Speed is the distance divided by time. If miles we have to go before we sleep but we don’t know when we’d drift away to different world, we better be fast to reach whatever we set out to reach.
But in life, goal posts change. And it’s the journey and not the destination that makes life enjoyable, admonish Nirvana experts. Say that to corporate honchos or shareholders, and we may attain ‘Nirvana’ faster than we prefer.
Because, people get paid to do a certain thing in certain time, whether you are a blue collar worker or a Corporate CEO, you need to show results in a time bound manner.
“Slow and steady wins the race” my mother advocated long time back. “Fast and fantastic makes the race worth watching” I remembered to have countered impudently at that time.
When I took up debating at College, I noticed a certain advantage if students spoke at 200 words per minute. My college mate Huggy Rao, now at Stanford, would out- speak everyone to run away with first prizes. The judges invariably were much slower witted than Huggy. Many times, their minds could not process fast enough to capture what he was saying. When I first ran into this Huggy phenomenon at our under-grad debating competition, I silently slipped away without speaking, because I didn’t want to be run over by that verbal bullet train.
Years later, in the University B-School debate, I used a trick or two learnt from that amazing experience of listening to Huggy. Alas, I too walked away with first prize to the surprise of many. The trick was to talk too fast. Dazzle the crowd with a rapid gush of words. Flow’s more appreciated than full-stops. When Zakir Hussain plays Tabla, drut is the tempo at which audience break into applause, not vilambit.
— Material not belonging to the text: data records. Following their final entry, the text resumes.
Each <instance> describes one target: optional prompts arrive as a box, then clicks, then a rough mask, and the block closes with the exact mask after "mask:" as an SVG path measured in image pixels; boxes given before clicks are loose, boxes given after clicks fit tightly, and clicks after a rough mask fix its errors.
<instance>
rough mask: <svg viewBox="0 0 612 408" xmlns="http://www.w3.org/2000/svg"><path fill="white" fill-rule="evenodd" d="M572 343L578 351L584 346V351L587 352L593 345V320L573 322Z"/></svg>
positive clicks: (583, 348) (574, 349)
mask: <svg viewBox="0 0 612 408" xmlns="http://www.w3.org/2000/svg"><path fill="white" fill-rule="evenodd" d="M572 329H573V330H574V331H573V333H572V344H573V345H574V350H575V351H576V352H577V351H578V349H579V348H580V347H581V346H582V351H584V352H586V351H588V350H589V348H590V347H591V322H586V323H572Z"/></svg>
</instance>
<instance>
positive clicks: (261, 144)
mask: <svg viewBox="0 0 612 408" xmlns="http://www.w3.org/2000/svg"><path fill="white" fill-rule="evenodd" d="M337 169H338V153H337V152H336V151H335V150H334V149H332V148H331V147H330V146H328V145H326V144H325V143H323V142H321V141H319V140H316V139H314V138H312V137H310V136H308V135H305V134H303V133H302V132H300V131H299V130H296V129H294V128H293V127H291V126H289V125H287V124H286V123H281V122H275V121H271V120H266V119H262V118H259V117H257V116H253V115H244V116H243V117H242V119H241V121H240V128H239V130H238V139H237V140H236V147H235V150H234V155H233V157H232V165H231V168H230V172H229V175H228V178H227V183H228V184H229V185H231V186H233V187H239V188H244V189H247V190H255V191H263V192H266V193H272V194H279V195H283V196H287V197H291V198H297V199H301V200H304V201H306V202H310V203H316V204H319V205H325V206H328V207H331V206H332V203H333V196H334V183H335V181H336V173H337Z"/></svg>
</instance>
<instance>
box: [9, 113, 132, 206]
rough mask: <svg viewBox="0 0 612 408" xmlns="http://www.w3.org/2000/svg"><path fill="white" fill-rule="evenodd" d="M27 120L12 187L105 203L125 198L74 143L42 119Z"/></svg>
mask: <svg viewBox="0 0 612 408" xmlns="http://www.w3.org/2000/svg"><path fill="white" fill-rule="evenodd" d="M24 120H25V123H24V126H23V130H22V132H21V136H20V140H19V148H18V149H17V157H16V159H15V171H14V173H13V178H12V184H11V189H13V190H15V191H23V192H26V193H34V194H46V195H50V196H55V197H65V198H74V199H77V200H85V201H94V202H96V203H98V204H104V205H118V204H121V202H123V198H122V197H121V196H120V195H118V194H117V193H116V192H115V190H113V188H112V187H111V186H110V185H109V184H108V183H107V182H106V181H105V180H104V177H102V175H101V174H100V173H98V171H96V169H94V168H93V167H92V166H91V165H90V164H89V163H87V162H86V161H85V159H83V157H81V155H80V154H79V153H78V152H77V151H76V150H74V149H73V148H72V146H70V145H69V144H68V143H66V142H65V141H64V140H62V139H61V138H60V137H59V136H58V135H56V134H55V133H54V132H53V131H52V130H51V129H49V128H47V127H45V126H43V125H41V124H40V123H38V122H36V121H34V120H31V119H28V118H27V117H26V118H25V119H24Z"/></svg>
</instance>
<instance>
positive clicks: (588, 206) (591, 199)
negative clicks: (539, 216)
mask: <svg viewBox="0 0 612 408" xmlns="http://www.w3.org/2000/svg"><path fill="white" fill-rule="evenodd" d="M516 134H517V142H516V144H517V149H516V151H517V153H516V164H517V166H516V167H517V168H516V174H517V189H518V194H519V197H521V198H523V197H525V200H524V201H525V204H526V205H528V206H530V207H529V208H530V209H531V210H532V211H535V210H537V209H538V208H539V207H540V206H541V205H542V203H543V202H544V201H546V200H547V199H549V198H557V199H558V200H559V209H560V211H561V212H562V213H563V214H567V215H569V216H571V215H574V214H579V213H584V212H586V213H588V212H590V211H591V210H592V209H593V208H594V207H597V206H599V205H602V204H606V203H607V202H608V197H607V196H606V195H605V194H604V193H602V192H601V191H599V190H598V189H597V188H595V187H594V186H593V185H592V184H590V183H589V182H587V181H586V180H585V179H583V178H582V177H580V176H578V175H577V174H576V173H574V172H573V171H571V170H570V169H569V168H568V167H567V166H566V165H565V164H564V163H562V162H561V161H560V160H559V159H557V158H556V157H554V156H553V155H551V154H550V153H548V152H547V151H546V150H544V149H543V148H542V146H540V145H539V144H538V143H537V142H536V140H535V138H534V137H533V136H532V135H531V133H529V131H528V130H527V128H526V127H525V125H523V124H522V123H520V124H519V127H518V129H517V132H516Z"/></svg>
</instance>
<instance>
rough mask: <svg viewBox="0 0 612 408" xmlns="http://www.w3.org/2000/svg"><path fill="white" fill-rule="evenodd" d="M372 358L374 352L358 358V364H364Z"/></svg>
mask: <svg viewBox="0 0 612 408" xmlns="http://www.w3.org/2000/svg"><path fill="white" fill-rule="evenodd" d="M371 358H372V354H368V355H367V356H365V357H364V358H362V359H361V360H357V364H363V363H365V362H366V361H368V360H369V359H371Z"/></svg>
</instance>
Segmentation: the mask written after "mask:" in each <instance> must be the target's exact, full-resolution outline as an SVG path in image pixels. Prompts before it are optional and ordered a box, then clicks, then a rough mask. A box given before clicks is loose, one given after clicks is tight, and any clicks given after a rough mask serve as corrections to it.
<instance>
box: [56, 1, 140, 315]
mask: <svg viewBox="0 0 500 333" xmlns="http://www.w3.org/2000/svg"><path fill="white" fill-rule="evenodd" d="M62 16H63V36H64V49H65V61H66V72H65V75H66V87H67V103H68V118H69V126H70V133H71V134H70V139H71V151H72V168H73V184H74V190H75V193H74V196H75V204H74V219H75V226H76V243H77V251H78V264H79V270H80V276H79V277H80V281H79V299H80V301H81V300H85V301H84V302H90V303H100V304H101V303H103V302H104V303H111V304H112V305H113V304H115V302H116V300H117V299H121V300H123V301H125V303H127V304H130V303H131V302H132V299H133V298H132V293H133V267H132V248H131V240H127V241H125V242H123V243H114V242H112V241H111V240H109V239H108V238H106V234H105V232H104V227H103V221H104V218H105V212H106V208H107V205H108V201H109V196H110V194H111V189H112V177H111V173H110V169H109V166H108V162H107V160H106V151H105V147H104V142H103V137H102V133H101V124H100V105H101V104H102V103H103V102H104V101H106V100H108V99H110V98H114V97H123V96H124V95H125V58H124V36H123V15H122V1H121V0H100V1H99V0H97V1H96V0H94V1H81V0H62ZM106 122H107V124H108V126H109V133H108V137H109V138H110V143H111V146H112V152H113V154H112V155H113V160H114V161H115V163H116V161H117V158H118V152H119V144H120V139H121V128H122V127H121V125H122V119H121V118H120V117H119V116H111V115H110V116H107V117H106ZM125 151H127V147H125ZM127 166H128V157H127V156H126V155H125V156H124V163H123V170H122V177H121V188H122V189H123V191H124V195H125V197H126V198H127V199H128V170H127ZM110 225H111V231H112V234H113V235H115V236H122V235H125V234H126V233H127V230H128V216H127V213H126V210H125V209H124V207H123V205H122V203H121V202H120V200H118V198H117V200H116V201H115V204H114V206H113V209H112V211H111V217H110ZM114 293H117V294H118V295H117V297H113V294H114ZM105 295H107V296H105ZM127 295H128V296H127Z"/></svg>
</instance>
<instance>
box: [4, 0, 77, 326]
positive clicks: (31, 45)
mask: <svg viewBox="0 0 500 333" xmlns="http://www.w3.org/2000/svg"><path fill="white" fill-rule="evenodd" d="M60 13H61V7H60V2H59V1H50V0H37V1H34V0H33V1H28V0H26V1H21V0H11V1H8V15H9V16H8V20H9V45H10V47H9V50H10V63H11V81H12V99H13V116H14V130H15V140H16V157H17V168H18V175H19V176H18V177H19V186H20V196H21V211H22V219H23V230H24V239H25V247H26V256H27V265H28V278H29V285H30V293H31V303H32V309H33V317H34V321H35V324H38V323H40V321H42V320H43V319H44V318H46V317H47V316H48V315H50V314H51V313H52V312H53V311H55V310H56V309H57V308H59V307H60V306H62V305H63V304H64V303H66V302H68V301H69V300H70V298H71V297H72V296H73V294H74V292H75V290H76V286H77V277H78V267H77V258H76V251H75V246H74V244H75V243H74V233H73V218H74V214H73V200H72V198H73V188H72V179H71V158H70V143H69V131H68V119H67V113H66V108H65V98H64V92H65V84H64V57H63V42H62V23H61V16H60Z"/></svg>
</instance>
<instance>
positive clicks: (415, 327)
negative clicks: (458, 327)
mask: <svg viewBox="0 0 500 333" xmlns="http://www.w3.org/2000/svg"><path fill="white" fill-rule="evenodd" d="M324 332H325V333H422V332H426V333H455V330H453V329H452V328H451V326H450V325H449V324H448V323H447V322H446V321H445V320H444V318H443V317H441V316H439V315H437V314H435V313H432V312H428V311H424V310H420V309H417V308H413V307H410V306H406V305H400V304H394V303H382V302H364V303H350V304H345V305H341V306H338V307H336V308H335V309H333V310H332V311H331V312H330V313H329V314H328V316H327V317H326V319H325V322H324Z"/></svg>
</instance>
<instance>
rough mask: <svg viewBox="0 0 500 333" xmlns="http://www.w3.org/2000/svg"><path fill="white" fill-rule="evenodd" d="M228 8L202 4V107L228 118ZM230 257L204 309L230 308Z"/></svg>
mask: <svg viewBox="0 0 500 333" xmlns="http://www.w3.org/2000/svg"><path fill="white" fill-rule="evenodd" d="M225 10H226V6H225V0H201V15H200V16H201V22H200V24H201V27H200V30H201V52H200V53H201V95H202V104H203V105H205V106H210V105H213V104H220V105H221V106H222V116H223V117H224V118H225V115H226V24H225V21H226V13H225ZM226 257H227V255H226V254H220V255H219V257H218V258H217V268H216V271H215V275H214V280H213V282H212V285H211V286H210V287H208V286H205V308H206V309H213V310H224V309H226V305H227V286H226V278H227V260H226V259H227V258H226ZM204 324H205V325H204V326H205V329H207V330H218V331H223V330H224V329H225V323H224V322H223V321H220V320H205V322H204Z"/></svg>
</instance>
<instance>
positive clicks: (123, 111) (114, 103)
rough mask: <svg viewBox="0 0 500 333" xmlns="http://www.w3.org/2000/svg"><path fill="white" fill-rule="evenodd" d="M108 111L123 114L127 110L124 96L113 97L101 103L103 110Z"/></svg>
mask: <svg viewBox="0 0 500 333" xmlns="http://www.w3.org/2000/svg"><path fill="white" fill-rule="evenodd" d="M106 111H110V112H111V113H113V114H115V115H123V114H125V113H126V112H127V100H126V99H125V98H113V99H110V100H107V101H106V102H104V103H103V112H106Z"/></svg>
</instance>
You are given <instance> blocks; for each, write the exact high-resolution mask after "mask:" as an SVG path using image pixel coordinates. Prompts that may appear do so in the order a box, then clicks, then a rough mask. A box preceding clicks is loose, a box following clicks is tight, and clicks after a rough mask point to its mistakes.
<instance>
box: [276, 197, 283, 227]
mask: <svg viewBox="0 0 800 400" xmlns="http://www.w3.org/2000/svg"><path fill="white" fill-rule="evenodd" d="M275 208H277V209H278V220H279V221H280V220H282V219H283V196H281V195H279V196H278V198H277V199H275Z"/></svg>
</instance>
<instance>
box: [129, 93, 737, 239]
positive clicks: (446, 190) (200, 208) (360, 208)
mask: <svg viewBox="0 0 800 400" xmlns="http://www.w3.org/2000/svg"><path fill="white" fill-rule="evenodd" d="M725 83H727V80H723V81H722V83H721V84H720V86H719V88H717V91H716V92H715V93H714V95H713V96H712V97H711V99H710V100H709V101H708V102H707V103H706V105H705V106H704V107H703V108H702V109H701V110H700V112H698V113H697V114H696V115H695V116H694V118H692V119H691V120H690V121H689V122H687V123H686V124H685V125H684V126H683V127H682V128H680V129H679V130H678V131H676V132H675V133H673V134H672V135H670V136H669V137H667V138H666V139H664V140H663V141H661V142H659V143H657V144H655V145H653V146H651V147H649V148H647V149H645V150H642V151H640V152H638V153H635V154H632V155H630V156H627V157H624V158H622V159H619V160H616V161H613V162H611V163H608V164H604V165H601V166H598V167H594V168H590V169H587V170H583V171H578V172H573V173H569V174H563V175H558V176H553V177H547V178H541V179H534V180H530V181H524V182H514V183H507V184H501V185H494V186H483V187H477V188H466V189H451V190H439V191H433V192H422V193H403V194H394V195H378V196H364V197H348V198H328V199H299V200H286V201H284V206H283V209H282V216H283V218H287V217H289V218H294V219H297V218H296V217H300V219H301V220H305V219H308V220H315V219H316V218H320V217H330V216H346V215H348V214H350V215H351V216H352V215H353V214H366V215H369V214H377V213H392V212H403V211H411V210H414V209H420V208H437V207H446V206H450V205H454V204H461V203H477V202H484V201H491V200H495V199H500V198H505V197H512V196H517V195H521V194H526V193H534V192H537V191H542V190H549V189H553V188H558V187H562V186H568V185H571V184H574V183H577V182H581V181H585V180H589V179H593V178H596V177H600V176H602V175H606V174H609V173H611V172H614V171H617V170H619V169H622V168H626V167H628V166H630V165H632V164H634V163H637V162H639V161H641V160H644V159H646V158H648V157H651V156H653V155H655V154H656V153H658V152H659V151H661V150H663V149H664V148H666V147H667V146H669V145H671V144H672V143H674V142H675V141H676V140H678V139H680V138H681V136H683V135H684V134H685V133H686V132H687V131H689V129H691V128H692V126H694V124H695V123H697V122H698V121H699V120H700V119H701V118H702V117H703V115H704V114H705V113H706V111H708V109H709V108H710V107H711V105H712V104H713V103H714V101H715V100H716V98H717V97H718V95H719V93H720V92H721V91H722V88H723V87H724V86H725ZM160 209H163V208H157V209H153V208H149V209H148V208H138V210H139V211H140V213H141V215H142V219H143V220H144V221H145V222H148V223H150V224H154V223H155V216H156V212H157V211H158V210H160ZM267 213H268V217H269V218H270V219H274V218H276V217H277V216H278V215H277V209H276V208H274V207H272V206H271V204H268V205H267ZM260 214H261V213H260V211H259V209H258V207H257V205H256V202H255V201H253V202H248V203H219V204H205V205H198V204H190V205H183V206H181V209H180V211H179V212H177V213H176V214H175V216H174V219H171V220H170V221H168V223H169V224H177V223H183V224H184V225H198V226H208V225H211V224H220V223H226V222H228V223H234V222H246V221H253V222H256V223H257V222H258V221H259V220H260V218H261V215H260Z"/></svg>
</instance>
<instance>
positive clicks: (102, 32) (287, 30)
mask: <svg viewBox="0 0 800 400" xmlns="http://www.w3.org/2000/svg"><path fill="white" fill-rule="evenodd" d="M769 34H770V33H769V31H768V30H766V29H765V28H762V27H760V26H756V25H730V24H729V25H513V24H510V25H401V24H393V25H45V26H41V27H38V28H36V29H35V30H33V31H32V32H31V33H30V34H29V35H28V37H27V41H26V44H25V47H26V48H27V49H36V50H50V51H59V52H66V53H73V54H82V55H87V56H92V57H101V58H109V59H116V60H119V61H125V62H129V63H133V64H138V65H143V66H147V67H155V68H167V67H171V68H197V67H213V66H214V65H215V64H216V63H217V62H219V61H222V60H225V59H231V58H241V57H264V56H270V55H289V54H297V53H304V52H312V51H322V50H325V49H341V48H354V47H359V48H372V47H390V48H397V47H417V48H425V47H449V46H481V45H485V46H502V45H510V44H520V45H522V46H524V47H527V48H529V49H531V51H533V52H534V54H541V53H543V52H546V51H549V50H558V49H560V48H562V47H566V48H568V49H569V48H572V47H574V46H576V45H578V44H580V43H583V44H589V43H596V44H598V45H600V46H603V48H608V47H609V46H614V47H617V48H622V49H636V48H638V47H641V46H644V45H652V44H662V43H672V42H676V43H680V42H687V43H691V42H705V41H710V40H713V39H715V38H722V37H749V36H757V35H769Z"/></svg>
Enter the corporate world, I used this sense of speed to a superb advantage. If others could do a project in months, I would complete it in weeks. And the magic was, I realized that contrary to what many thought, speed actually helped me maintain precise quality; a race car driver can’t afford to make even the slightest mistake.
But then why we notice people generally take more time than needed? The reason could be people are saddled with instincts of self-preservation. If you do your job in half the time, which means most likely you have no job for the other half of time you saved for the Company. Instead of being jobless, intuitively, everyone exaggerates the time they’d actually need to complete the work. Add up the margins everybody puts in and you have a colossal time overrun .
To mask our sluggishness, we tie ourselves in knotted red tape of arguments, queries and objections. Passing the parcel in perplexing patterns is not only the privilege of bureaucracy. When Max Weber described this style of management, he did not include red tape into that, but self-serving corporate world likes red tape for a simple reason. Longer the time taken, stronger the survival.
Take for example the simple thing of buying an insurance policy. It ought not take more than a few minutes if you have all the information. It’s beside the point in a metaphysical sense, all the information is an oxymoron, unless you are God, the omniscient. In matters of assessing mortality for life insurance, some may have divine right to delay things. If they don’t delay asking questions, they have no job to do.
A few weeks into my career as a young executive in a leading Insurance Company, I realized its unmitigated hogwash to take weeks to issue a policy. It took me years to implement with what I believed is basic respect for customer’s time- issue a policy in 3 minutes time. The world record at that time was 7 minutes and at IndiaFirst, we could beat the world record for fastest policy issue.
How about claims? Be fast in taking money from the customer and be excruciatingly slow when you pay money to customers, is very unfair. Claim settlement could be simplified to make it a doorstep service where money could be credited in minutes once due diligence is done. But then you forfeit the revenue earning opportunity that accrues to the company with every day of delay in settling the claim.
There is money to be made for workers, employees and service providers to slow down and delay things. So intuitively some are hardwired to say ‘No, not now”.
Many things could be done in half the time if we do two things; one simplify the process to remove all the clutter and two, change the attitude to be more disciplined about time management.
Interestingly, quality need not suffer if speed is enhanced. Speed and accident rate need not be proportional except in driving on Indian roads. That brings us to the real problem, most of the time, speed is a victim because the road is bad. Does the road always have to be that way? What do we do to lay expressways in our mind? Remove all the potholes of doubt, encroachments of non-essential tasks and pave the path with super smooth gravel of simple, sure and speedy processes?
We need not be engineers to do this kind of process re-invention. We have to be honest to recognize that ‘revenue earning opportunities” in self job preservation is not worth the time lost. Those who finish things ahead of time, know how to find more valuable things to do in their lives. Having time on your side is a perfect privilege; it’s a sure formula for successful leadership.
So not just in debates, you can truly win your life’s joy if you respect time and conserve it. Of all non-renewable resources, time is the most priceless one. As I crossed the half a century mark in age a while ago, I know the glass is at the most half full and every grain of sand represents a task to be completed in record time. That’s why nothing excites me more than doing it Now and only Now.